Shared Memory Multiprocessors


You can access the slides for this lecture here.

We have previously introduced how to program with threads that share memory for communication. Here we will talk about how the hardware is set up to ensure that threads running on different cores can share memory by seeing a common address space. In particular, we will introduce the issue of cache coherency on multicore processor.

Multiprocessor Structure

The majority of general purpose multiprocessors are shared memory. In this model all the cores have a unified view on memory, e.g. in the figure on the top of the example below they can all read and write the data at address x in a coherent way. This is by opposition to distributed memory systems where each core or processor has its own local memory, and does not necessarily have a direct and coherent access to other processor's memory.
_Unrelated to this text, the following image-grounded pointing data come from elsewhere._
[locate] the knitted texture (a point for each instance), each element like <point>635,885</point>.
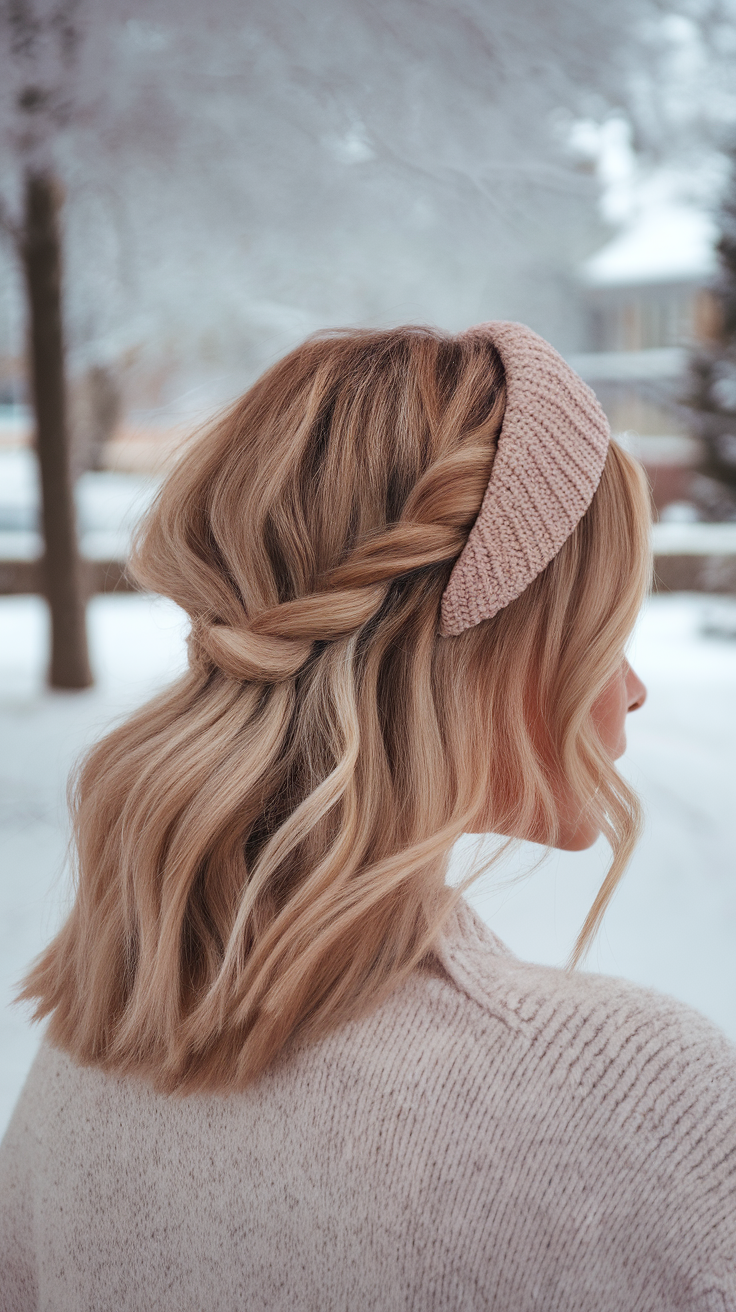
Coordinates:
<point>551,453</point>
<point>495,1136</point>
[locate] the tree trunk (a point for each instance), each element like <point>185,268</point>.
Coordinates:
<point>62,566</point>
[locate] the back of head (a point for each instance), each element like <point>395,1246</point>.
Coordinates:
<point>261,850</point>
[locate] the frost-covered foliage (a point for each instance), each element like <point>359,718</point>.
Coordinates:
<point>238,176</point>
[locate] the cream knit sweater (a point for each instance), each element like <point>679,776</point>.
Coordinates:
<point>497,1135</point>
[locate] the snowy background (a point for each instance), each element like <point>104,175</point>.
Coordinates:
<point>672,924</point>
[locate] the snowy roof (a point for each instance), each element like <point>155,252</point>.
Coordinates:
<point>669,243</point>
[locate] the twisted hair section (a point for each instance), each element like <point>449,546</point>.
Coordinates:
<point>261,850</point>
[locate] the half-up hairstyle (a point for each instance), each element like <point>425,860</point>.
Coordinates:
<point>261,850</point>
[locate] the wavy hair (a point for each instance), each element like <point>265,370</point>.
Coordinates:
<point>261,850</point>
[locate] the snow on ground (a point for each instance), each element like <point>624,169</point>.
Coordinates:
<point>673,920</point>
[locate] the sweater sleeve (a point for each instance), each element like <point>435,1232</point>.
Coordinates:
<point>623,1106</point>
<point>17,1258</point>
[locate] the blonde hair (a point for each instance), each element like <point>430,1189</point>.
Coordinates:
<point>261,850</point>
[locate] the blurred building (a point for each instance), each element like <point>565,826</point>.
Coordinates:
<point>646,299</point>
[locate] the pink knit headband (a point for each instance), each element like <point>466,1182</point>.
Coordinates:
<point>551,453</point>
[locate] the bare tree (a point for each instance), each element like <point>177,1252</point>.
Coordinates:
<point>42,42</point>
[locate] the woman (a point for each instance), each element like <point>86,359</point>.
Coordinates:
<point>285,1064</point>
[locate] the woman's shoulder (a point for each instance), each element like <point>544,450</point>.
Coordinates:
<point>551,1004</point>
<point>598,1037</point>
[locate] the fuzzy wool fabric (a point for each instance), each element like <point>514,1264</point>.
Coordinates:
<point>496,1135</point>
<point>551,451</point>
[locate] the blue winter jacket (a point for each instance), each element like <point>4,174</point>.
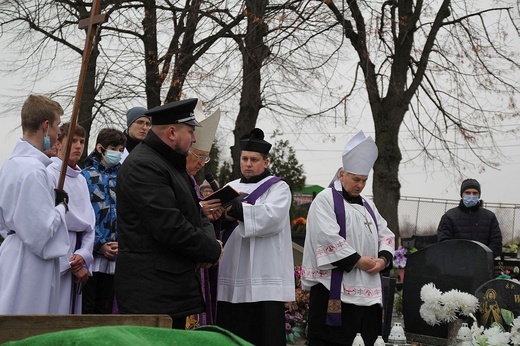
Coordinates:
<point>101,182</point>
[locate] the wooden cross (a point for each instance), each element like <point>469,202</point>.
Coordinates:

Shared memory multiprocessors are dominant because they are easier to program. However, shared memory hardware is usually more complex. In particular, each core on a shared memory multiprocessor has its own local cache, Here we will introduce the problem of cache coherency in shared memory multiprocessor systems. In the next lecture we'll see how it is managed concretely.

Caches

A high performance uniprocessor has the following structure:

Main memory is far too slow to keep up with modern processor speed it can take up to hundreds of cycles to access, versus the CPU registers that are accessed instantaneously/ So another type of on-chip memory is introduced, the cache. It is much faster than main memory, being accessed in a few cycles. It is also expensive, so its size is relatively small, and thus the cache is used to maintain a subset of the program data and instructions.

The cache can have multiple levels: generally in multiprocessors we have a level 1 and sometimes level 2 caches that are local to each core, and a shared last level cache.

If an entire program data-set can fit in the cache, the CPU can run at full speed. However, it is rarely the case on modern applications and new data/instructions needed by the program have to be fetched from memory (on each cache miss). Also, newly written data in cache must eventually be written back to main memory.

The Cache Coherency Problem

With just one CPU things are simple, data just written to the cache can be read correctly whether or not it has been written to memory. But things get more complicated when we have multiple processors. Indeed, several CPUs may share data, i.e. one can write a value that the other needs to read. How does that work with the cache?

Consider the following situation, illustrated on the schema below. We have a dual-core with CPU A and B, and some data x in RAM. CPU A first reads it, then updates it in its own cache into x'. Then later we have CPU B that wishes to read the same data. It's not in its cache, so it fetches it from memory, and ends up reading the old value x.

Clearly that is not OK: A and B expect to share memory and to see a common address space. Threads use shared memory for communications and after some data, e.g. a global variable, is updated by a thread running on a core, another thread running on another core expects to read the updated version of this data: cores equipped with caches must still have a coherent view on memory, this is the cache coherency problem.

The Cache Coherency Problem

An apparently obvious solution would be to ensure that every write in the cache is directly propagated to memory. It is called a write-through cache policy:

However, this would mean that every time we write we need to write to memory. And every time we read we also need to fetch from memory in case the data was updated. This is very slow and negates the cache benefits, thus it's not a good idea.

The Cache Coherency Problem

So how can we overcome these issues? Can we communicate cache-to-cache rather than always go through memory? In other words, when a new value is written in one cache, all other values somehow located in other caches somehow would need to be either updated or invalidated. Another issue is: what if two processors try to write to the same location. In other words how to avoid having two separate cache copies? This is what we refer to by cache coherency. So things are getting complex, and we need to develop a model. How to efficiently achieve cache coherency in a shared memory multiprocessor is the topic of the next lecture.